To get yourself started with using this repo, run the following:
poetry install
mkdir output/
poetry run python oonidata/processing.py --csv-dir output/ --geoip-dir ../historical-geoip/country-asn-databases --asn-map ../historical-geoip/as-orgs/all_as_org_map.json
This data pipeline works by dealing with the data in two different stages:
- Observation generation
- Verdict generation
The goal of the Observation generation stage is to take raw OONI measurements as input data and produce as output observations.
An observation is a timestamped statement about some network condition that was observed by a particular vantage point. For example, an observation could be "the TLS handshake to 8.8.4.4:443 with SNI equal to dns.google failed with a connection reset by peer error".
What these observations mean for the target in question (e.g., is there blocking or is the target down?) is something that is to be determined when looking at data in aggregate and is the responsibility of the Verdict generation stage.

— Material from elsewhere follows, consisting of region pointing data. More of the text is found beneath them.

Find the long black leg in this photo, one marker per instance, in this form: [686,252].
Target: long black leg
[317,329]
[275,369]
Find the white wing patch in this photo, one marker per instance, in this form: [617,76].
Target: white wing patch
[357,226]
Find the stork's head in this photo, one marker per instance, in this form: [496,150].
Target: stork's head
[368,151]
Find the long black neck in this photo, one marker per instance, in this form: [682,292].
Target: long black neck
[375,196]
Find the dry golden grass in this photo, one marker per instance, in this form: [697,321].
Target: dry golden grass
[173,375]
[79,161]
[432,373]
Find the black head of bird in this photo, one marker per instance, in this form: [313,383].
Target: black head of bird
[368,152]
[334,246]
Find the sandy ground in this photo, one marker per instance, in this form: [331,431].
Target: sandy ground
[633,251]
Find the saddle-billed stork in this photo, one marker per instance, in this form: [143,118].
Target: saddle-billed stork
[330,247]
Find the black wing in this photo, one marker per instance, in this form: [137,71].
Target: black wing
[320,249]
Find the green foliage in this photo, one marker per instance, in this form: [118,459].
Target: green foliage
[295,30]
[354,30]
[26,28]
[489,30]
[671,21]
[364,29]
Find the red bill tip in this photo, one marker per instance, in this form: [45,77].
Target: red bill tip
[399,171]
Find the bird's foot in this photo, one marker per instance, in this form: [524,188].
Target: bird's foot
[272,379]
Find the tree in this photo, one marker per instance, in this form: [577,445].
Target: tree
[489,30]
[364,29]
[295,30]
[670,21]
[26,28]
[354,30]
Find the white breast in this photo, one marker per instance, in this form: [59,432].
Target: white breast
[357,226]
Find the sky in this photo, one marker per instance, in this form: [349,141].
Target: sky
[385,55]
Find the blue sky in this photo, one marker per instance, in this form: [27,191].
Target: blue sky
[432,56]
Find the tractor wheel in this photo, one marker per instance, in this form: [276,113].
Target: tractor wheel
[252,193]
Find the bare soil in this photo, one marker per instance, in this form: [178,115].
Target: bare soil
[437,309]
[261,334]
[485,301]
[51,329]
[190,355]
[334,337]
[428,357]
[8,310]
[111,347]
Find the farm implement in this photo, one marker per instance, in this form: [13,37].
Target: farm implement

During this stage we are also going to enrich observations with metadata about IP addresses (using the IPInfoDB) and detecting known fingerprints of blockpages or DNS responses using the FingerprintDB.
The data flow of the observation generation pipeline looks as follows:
graph TD
IPInfoDB[(IPInfoDB)] --> MsmtProcessor
FingerprintDB[(FingerprintDB)] --> MsmtProcessor
Msmt[Raw Measurement] --> MsmtProcessor{{"measurement_processor()"}}
MsmtProcessor --> TCPObservations
MsmtProcessor --> DNSObservations
MsmtProcessor --> TLSObservations
MsmtProcessor --> HTTPObservations
The measurement_processor stage can be run either in a streaming fashion as
measurements are uploaded to the collector or in batch mode by reprocessing
existing raw measurements.
A verdict is the result of interpreting one or more network observations collected within a particular testing session. For example, a verdict could conceptually look like "we think there's interference with TLS handshakes to 8.8.4.4:443 using dns.google as the SNI in country ZZ and AS0".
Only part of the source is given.